DA-Dracula-4.jpg  公開当時、ある画家は「大きな館にまつわる構造的なホラー」と天才画家キリコと並べて(後に大家になった点も含めて)高く評価した。
  その後、ダリオは愛娘アーシアをヒロインに『オペラ座の怪人』(98年)をはじめ、ヨーロッパ怪奇映画大御所になるのだが、本領というべき『インフェルノ』(80年)、『サスペリア・テルザ』(01年)の魔女3部作を完結させ、期待を裏切らなかった。
  『ドラキュラ』は後半、もうひとりの主役、宿敵ヴァン・ヘルシングが登場、、懐かしやルトガー・ハウアーがヒロイン、ミナを守ってドラキュラと戦う。ドラキュラは、村の集会で反対されるやすばやいワザで首を切り落としたり、参加者全員を惨殺する。 狂暴な本性をむき出しにするドラキュラそのものなのだが、驚くのは、そのドラキュラがミナを「400年前に死んだ恋人」の墓に誘い「私は交響曲の中で調子の外れた異分子、何百年も苦しんできた」と自己批判しつつ愛を告白する場面。ミナは死んだ妻に瓜二つだった…。この恋するドラキュラもまた確かにアルジェントだった。

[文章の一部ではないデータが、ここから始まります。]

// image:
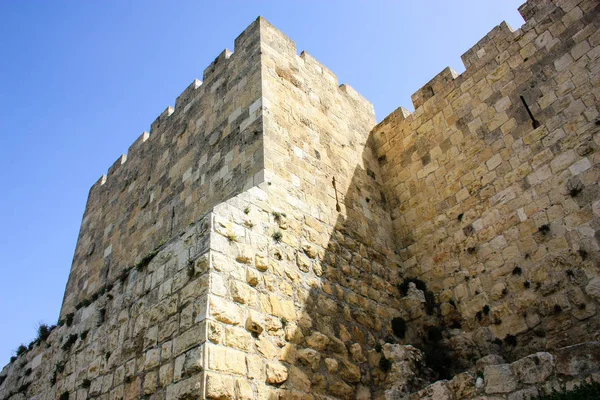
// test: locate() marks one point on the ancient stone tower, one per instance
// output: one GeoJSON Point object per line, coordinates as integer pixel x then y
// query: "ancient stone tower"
{"type": "Point", "coordinates": [266, 239]}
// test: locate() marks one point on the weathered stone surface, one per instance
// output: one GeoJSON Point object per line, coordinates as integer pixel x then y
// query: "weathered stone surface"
{"type": "Point", "coordinates": [578, 359]}
{"type": "Point", "coordinates": [496, 217]}
{"type": "Point", "coordinates": [276, 373]}
{"type": "Point", "coordinates": [499, 379]}
{"type": "Point", "coordinates": [534, 368]}
{"type": "Point", "coordinates": [219, 387]}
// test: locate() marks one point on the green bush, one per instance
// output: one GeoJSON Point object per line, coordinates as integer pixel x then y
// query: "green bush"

  恐怖映画は社会不安の反映に違いない。1930年代、『ガリガリ博士』をはじめとする“ドイツ表現主義”の諸作はナチス・ドイツ台頭への不安の表れだったし、70年代のオカルト・ブームはベトナム戦争を抜きには語れない。
  21世紀を迎えても、手を変え品を変えてホラー映画の人気は続いている。ショッキングな残酷描写が人気の『ソウ』(04年~)や、日常生活に恐怖が潜むフェイク・ドキュメンタリー『パラノーマル・アクティビティ』(07年~)は言うまでもなく、9・11後のアメリカの恐怖の映像化。『キャリー』のリメイクやイタリア映画『~ドラキュラ』は恐怖の原点を見つめ直す意思の表れかも知れない。